Apostrophé par notre journaliste Yves Poirier alors qu’il tentait de se procurer un coupon pour recevoir le vaccin AstraZeneca au Palais des Congrès de Montréal, l’ex-maire de Montréal, Denis Coderre a pris quelques minutes pour répondre aux questions de notre journaliste habitué à la politique municipale. 

Q: Vous êtes candidat à la mairie, j’imagine que ça va amener un peu de piquant à la campagne?

R: Le seul piquant que je vais avoir, c’est l’aiguille dans le bras! Aujourd’hui, le message que l’on doit envoyer c’est qu’il faut être responsable. Je remercie le gouvernement d’avoir posé ce geste-là. L’AstraZeneca, je pense est un vaccin aussi bon que les autres. 

Q: Vous n’avez pas peur? On craignait que plusieurs centaines de personnes ne se présentent pas pour recevoir ce vaccin [en raison de certains doutes].

R: Non. L’important, si on veut s’immuniser collectivement, j’invite tous les 55 ans et plus à faire comme moi (j’ai 57 ans) de venir se faire vacciner.
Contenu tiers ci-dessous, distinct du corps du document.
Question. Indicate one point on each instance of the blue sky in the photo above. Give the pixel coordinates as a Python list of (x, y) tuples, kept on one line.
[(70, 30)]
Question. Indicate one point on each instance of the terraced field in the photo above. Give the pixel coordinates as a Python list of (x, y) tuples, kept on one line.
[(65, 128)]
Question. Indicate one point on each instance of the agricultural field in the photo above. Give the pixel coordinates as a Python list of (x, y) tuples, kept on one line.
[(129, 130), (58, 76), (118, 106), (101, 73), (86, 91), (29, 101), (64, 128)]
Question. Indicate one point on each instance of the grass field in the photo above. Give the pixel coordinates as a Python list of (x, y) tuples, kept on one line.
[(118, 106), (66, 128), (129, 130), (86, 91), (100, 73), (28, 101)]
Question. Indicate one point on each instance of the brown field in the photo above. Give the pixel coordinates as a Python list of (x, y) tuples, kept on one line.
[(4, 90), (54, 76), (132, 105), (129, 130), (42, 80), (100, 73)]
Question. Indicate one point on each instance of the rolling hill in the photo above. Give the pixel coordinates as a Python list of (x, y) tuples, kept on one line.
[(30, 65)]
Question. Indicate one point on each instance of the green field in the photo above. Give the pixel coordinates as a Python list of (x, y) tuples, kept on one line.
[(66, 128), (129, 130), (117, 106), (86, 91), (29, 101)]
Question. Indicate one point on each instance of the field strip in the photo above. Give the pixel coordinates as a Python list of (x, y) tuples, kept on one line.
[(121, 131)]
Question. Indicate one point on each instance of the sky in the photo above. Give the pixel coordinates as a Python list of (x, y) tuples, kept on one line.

Plus on va se faire vacciner, plus le retour à la normale va venir. Moi j’étais, vous le savez ambassadeur de la Fondation de l’Hôpital général juif, je travaille avec le Dr Karl Weiss. J’ai vu en première ligne les professionnels de la santé faire un travail extraordinaire, mais cette vaccination-là elle est nécessaire. J’invite tout le monde à venir. 

Q: Vous êtes le chef d’Ensemble Montréal, cette formation politique qui forme l’opposition à l’hôtel de ville. Je vous ai vu sur Twitter dire que vous vouliez une ville unie inclusive. Valérie Plante, elle n’a pas tendance à unir la population montréalaise?

R: Moi ce que je vais faire c’est une campagne pour Montréal, pas contre Valérie Plante. Ce que je constate, c’est qu’avec l’administration actuelle, la ville n’a jamais été aussi divisée. Je veux avec notre équipe mettre en place un Montréal pour tous les Montréalais. Nous avions à l’époque le ‘’vivre ensemble’’ un élément essentiel.

Q: Mais vous aviez fait de la division dans votre ancienne formation politique aux derniers jours de campagne.

R: On ne reviendra pas là-dessus, vous le savez que je n’étais pas bien non plus. Il y avait des réalités physique et mentale de mon côté. On a perdu, le résultat est clair et quatre ans plus tard, j’ai retrouvé la santé et j’ai une équipe formidable. 

Q: Êtes-vous venu en métro?

R: Non je suis venu à pied. 

Q: Pour le métro, Valérie Plante vous a lancé une petite flèche il y a quelques jours en disant que votre programme ressemblait à sa ligne rose. 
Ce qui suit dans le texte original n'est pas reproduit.